In a paper recently published online in advance in Cell, a team led by investigators at the Fox Chase Cancer Center in Philadelphia discuss "how unmethylated regions in mammalian genomes are protected from de novo methylation and whether an active demethylating activity is involved," and show that, in mice, "either knockout or catalytic inactivation of the DNA repair enzyme thymine DNA glycosylase leads to embryonic lethality." Overall, team reports that thymine DNA glycosylase, or TDG, "keeps CpG islands unmethylated and actively demethylates promoters and enhancers."
Over in Cell Metabolism, researchers at the Buck Institute for Research on Aging in Novato, Calif., along with their colleagues show that, in C. elegans, "life span extension via eIF4G inhibition is mediated by post-transcriptional remodeling of stress response gene expression." In particular, the Buck Institute-led team shows that inhibition of the C. elegans eIF4G ortholog "IFG-1 … enhances ribosomal loading of stress response mRNAs." In its genome-wide mRNA translation state analysis, the team also found evidence to suggest that "IFG-1 mediates the antagonistic effects on growth and somatic maintenance by regulating ... translation of particular mRNAs based, in part, on transcript length."

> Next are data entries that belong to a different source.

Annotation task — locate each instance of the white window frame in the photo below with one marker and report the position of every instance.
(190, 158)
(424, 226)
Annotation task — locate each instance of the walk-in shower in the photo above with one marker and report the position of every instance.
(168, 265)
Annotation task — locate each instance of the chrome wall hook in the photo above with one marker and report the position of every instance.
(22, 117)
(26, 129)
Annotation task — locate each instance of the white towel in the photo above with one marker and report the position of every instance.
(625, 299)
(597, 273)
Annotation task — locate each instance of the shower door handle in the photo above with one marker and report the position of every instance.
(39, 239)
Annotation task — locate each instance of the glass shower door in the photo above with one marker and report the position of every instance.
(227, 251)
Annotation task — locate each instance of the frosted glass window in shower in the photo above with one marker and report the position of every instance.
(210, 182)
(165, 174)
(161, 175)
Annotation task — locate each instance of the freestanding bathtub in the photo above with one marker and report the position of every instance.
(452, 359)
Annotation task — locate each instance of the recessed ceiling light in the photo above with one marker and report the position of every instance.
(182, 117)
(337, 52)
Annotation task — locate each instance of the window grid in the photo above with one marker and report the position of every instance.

In another Cell Metabolism paper published this week, a trio of investigators at Georgia Health Sciences University describes the heat shock transcription factor 1, or HSF1, as a potential target for both the treatment of liver cancer and for the control of hepatic steatosis and insulin resistance, as it "protect cells against environmental stressors." The team says that in hepatocellular carcinoma, "HSF1 activation promotes growth of premalignant cells and HCC development by stimulating lipid biosynthesis and perpetuating chronic hepatic metabolic disease induced by carcinogens." Further, the team presents evidence to suggest that the transcription factor "impairs cancer progression," particularly by "mitigating adverse effects of carcinogens on hepatic metabolism by enhancing insulin sensitivity and sensitizing activation of AMP-activated protein kinase," the authors write.
Researchers at the Max Delbrück Center for Molecular Medicine in Berlin, along with their colleagues, report in Molecular Cell this week their use of PAR-CLIP — an approach based on RNA-protein cross-linking — to detect transcriptome-wide interactions of the human RNA-binding protein HuR. In its paper, the Max Delbrück-led team proposes a "novel role of HuR in splicing by binding to introns," in part because the approximately 26,000 transcriptome-wide HuR binding sites it observed "were, on average, highly conserved, enriched for HuR binding motifs, and mainly located in 3' UTRs."